Speaking to Daily Mail, Rolan said: "Dad’s royalties were still going into the trust fund, but because Mum wasn’t his legal wife, and I wasn’t recognised in law as having any rights to his estate because I was illegitimate, we weren’t allowed to benefit."

He also revealed how his father's friend David Bowie had supported him and his mother following his father's death, including paying for Rolan's education and always being there for him.

"David’s generosity helped my mother and me to survive," said Rolan.

"It wasn’t just the financial help, but the time and kindness," adding: "He kept in regular touch by phone and his first and last words every time were: “Don’t hesitate to tell me if there is anything I can do."

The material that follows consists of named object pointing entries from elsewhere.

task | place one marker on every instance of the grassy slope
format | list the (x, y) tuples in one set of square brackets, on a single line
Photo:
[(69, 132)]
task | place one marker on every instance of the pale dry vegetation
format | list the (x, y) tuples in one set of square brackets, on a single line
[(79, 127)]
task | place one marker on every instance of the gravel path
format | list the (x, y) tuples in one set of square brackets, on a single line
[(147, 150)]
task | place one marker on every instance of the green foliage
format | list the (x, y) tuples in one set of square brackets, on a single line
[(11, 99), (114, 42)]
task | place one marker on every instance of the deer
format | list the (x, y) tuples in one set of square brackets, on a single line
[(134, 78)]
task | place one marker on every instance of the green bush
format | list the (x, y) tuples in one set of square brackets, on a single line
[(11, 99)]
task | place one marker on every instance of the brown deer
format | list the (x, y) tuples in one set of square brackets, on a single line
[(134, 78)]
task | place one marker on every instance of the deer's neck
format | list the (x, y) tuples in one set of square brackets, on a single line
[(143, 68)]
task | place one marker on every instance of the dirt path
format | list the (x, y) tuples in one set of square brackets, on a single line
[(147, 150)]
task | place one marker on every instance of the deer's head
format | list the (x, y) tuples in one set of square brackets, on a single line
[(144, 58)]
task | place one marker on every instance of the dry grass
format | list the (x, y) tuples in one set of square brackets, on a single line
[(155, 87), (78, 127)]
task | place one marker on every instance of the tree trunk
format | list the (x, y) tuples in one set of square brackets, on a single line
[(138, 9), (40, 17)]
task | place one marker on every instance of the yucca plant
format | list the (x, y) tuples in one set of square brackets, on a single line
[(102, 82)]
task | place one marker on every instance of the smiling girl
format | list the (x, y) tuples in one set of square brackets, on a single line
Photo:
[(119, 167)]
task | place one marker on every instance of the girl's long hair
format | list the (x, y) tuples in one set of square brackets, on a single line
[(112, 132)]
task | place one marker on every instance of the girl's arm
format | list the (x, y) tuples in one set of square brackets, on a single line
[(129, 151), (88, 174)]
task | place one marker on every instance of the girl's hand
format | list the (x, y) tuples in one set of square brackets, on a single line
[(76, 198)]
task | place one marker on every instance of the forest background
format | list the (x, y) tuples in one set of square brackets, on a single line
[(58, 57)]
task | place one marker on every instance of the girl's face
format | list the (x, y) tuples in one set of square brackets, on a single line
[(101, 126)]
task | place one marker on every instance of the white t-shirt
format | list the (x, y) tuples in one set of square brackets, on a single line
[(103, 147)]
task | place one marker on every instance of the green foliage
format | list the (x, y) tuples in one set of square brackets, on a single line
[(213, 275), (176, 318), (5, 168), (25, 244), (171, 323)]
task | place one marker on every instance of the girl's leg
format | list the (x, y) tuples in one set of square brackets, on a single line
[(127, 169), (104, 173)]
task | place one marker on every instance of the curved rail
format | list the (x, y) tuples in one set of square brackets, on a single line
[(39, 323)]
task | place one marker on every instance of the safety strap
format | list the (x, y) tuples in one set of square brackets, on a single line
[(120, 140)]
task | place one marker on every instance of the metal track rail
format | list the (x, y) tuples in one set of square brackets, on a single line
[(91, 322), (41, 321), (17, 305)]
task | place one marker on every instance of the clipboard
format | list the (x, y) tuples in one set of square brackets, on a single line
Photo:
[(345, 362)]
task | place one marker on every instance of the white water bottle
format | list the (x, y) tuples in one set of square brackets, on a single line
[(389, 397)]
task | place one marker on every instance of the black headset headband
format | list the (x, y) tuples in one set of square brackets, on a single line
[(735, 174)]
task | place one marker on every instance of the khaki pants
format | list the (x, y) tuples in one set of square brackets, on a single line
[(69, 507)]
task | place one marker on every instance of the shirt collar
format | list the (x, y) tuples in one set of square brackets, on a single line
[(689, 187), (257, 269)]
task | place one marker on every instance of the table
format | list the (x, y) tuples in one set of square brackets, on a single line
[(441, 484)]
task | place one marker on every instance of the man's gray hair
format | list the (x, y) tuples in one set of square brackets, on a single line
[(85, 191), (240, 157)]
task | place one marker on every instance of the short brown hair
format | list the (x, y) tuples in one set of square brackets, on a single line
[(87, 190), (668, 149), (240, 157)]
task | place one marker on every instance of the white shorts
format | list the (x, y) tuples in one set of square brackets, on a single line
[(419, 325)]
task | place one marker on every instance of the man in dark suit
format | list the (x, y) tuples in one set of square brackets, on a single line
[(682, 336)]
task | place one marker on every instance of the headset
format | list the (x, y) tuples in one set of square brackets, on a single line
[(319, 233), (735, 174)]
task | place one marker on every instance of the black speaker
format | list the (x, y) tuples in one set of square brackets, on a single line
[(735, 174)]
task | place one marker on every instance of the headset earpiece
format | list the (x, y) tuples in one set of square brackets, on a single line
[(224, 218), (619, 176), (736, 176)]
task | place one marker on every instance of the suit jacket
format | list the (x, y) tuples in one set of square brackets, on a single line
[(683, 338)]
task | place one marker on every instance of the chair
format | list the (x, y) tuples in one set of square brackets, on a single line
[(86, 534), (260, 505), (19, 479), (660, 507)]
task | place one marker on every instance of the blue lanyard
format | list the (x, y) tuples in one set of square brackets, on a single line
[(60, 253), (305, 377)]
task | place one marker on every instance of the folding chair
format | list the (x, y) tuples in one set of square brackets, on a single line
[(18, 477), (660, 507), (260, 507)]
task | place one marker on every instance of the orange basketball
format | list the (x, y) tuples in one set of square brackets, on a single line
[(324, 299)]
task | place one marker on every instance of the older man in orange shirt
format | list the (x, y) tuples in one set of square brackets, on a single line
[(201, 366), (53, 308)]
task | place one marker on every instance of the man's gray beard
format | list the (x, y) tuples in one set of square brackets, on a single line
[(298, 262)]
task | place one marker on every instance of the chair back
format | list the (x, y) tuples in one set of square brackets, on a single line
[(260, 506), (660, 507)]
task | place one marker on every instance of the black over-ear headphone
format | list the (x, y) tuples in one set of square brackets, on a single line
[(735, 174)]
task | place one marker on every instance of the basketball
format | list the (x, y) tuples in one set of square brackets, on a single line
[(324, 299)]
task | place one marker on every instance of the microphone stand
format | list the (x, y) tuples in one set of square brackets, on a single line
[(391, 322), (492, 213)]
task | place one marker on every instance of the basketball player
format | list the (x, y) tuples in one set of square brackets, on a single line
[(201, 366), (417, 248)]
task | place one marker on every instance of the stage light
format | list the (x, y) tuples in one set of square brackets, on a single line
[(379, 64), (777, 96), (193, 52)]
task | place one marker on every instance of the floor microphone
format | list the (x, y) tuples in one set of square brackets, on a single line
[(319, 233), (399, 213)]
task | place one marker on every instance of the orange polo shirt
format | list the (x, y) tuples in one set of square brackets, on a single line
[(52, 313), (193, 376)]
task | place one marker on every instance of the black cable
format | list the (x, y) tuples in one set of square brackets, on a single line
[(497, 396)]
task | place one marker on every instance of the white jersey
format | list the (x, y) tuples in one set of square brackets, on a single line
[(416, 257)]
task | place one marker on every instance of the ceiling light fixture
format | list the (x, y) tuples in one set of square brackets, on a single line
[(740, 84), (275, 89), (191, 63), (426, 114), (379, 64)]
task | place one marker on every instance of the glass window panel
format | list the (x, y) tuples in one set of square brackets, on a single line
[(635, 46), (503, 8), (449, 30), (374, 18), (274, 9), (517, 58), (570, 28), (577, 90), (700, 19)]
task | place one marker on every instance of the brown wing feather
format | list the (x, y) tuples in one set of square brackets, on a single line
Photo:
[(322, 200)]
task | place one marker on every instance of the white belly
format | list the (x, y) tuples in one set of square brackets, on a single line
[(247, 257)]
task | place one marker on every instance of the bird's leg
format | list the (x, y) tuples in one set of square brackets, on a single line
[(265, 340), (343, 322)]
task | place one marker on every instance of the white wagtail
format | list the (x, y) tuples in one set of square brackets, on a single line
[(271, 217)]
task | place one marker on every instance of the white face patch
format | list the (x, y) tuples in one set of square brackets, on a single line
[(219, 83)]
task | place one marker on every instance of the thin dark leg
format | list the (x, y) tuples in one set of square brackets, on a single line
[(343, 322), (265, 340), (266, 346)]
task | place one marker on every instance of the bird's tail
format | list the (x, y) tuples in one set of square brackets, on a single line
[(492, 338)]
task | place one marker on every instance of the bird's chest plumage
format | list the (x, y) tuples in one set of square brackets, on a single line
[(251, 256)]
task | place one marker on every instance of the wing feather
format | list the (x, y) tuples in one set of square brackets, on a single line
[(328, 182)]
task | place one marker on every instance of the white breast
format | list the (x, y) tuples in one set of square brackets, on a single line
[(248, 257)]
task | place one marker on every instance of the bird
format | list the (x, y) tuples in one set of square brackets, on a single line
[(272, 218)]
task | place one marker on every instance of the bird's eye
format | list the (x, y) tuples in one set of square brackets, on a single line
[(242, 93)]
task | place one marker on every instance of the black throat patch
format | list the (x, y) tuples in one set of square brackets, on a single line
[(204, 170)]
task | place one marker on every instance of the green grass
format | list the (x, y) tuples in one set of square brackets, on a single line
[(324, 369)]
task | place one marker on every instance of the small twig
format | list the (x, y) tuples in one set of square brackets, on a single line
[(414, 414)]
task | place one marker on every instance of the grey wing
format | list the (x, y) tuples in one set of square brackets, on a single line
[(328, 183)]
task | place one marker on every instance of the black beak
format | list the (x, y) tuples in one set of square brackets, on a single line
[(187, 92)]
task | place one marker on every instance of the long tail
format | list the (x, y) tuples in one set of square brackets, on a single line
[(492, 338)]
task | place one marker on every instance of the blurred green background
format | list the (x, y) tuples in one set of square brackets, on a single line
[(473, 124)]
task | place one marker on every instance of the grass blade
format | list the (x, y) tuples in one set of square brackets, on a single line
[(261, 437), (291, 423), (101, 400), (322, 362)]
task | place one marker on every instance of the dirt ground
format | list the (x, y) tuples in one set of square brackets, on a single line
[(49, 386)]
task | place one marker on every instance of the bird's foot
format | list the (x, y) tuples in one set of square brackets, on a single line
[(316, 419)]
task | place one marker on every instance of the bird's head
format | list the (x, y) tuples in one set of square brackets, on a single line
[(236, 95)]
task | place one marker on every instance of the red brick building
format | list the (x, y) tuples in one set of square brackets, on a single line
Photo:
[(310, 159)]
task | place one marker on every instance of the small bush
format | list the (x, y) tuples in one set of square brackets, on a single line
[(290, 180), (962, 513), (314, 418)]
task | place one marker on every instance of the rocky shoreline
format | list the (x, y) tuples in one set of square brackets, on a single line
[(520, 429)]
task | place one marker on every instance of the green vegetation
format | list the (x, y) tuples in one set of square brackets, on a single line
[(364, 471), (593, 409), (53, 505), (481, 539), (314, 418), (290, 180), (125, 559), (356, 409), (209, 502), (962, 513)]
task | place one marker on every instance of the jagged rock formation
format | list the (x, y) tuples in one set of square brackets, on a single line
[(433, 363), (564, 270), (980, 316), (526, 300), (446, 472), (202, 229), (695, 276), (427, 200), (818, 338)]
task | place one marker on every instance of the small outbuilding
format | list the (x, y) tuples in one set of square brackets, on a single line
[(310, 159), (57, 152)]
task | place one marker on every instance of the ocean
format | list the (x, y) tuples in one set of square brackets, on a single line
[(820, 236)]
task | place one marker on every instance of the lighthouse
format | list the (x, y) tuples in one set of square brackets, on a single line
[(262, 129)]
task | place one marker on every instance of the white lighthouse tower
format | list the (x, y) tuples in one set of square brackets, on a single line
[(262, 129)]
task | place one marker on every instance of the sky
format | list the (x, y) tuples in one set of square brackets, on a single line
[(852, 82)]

Rolan has continued his father's legacy, including contributing vocals to the song Children Of The Revolution, which was re-recorded for a Marc Bolan tribute album in 2020.

He also paid a sweet tribute to his father, saying: "Whenever I hear his music it’s as if I can feel him holding me."

Speaking about Marc and her son in the ITV documentary Marc Bolan: 20th Century Boy, Gloria also commented on the similarities between the two.

“Rolan is a sensitive young man, just like his father. Loving and innocent.

"The 30th anniversary of Marc’s death is a great moment for his family, and we would like him to have his dig­nity and for people to allow him to live on in his music."

Tragic death and legacy

T.Rex fans and friends from the world of entertainment were left devastated after Marc Bolan was involved in a fatal accident.

He and Gloria were driving in their Mini 127GT, after spending time at Mortons Club and Restaurant in Berkeley Square, London.

However, the car struck a fence post and a tree as the couple were driving over the bridge at Gipsy Lane in Barnes, Southwest London.

Gloria suffered a broken jaw and broken arm, but Marc was killed instantly in the crash on September 16, 1977.

Following his death, the late David Bowie paid tribute to the singer, saying to Rolling Stone Magazine: "I’m terribly broken by it.

"He was my mate. The only tribute I can give Marc is that he was the greatest little giant in the world."

Marc's funeral service was held four days later on September 20 at Golders Green Crematorium, North London, with friends including David Bowie, Rod Stewart, Toni Visconti and Steve Harley attending the service.

The car crash site has since become a memorial site for the beloved singer, with a shrine and statue of Marc erected in his memory.

However, Marc's influence and music legacy continues to be felt today, with his music used in a variety of films including Velvet Goldmine and Billy Elliot.

The tribute band T.Rextasy are also endorsed by Marc's family, and have continued to perform the singer's music throughout the decades since 1992.

They have also organised tribute concerts, including the Marc Bolan 45th anniversary concert in London today (September 16, 2022), where stars who were influenced by the singer will perform – including Marc Almond and Toyah Wilcox, as well as former collaborator Toni Visconti.